The buddy allocator algorithm is very old, dating back to the 1960s. It is widely used in C-Heap implementations or virtual memory management in operating systems. For example, the Linux kernel uses a variant of this algorithm to manage physical pages.

A typical partner allocator manages blocks of a power of two size. Because of this, it is not the best choice to implement an “end-user” allocation scheme like malloc() because it wastes memory and each allocation is not a perfect quadratic power. But Metaspace uses partner allocation, and this limitation doesn’t matter: The blocks managed by the partner allocator are not the end product of metadata allocation, but rather the coarser grained building blocks used to implement Metaspace Arenas.

The very simplified partner assignment in Metaspace works like this:

  • The classloader is the metadata request space; Its Arena needs and requests a new block from the block manager.
  • The block manager searches the free list for blocks equal to or greater than the requested size.
  • If it finds a larger size than the request, it splits the block in half repeatedly until the fragment has the requested size.
  • It now hands over one of the fragments to the request loader and adds the remaining fragments back to the free list.

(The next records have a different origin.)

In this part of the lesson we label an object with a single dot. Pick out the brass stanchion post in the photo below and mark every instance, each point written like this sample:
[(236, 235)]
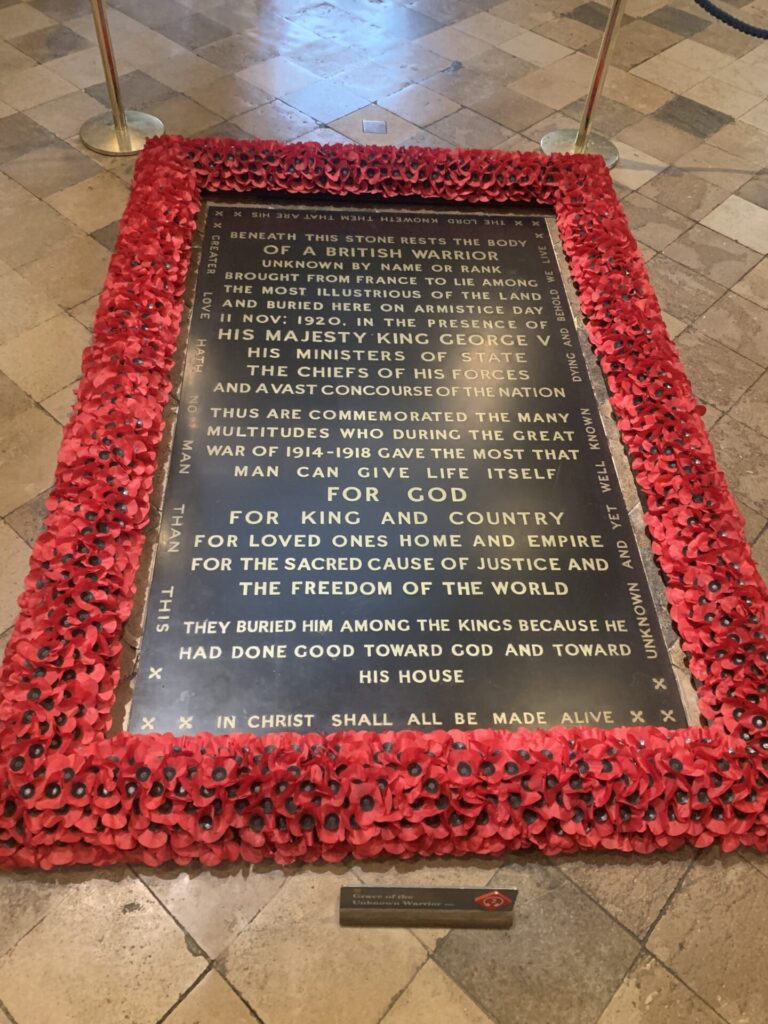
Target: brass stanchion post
[(582, 140), (117, 132)]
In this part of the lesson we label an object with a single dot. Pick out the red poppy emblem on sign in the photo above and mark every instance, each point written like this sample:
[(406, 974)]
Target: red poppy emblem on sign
[(493, 900)]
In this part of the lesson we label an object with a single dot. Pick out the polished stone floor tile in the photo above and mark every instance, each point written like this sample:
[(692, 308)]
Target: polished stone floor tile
[(88, 951), (719, 375), (300, 973), (739, 325), (741, 220), (214, 905), (650, 994), (713, 254), (562, 960), (51, 168), (716, 920), (45, 358), (429, 989), (631, 887), (742, 456), (211, 1001)]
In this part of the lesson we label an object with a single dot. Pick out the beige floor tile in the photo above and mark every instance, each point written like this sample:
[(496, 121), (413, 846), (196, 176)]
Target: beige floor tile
[(59, 404), (635, 92), (723, 97), (182, 72), (744, 141), (486, 27), (683, 292), (560, 83), (658, 138), (214, 905), (51, 168), (743, 221), (649, 994), (211, 1001), (719, 375), (432, 988), (712, 937), (229, 95), (561, 961), (449, 42), (29, 445), (47, 357), (752, 409), (279, 76), (32, 230), (276, 120), (743, 75), (758, 116), (70, 273), (351, 126), (308, 960), (84, 68), (93, 203), (635, 168), (536, 49), (631, 887), (668, 73), (713, 254), (22, 306), (14, 558), (652, 223), (32, 86), (108, 951), (28, 519), (181, 116), (722, 169), (470, 130), (65, 115), (739, 325), (436, 871), (18, 18), (419, 105), (742, 456), (754, 286)]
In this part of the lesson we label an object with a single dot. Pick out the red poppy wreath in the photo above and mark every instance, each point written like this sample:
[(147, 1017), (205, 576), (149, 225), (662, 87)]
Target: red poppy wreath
[(72, 794)]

Block release works in reverse order:

  • The classloader is dead; Its Arena also dies and returns all blocks to the block manager
  • The block manager marks each block as free and checks its adjacent blocks (” partners “). If it is also free, it merges the two blocks into one larger block.
  • It repeats the process recursively until it meets a partner that is still in use, or until it reaches the maximum chunk size (and maximum defragmentation).
  • Chunks are then unallocated to return memory to the operating system.

Like a self-repairing ice sheet, chunks break apart as they are distributed and crystallize back into larger units as they are released. Even if this process repeats endlessly, it is an excellent way to prevent fragmentation, for example, in a JVM that loads and offloads a large number of classes over its lifetime.

Now, “Talk is cheap, show me the code.” The code is there. Compared with the old meta-space, how is the new meta-space formed?

Advantages:

  • Better elasticity
  • Less overhead per class loader
  • The smaller meta space is used for small Java programs

The new metaspace in Java 16 saves memory — how much depends on the scenario. Flexibility and reduced fragmentation benefit large applications with long uptime. The reduction in overhead per class loader helps in the case of fine-grained loader scenarios. The new Metaspace code base is also cleaner and simpler, which reduces our maintenance staff costs and makes future enhancements easier.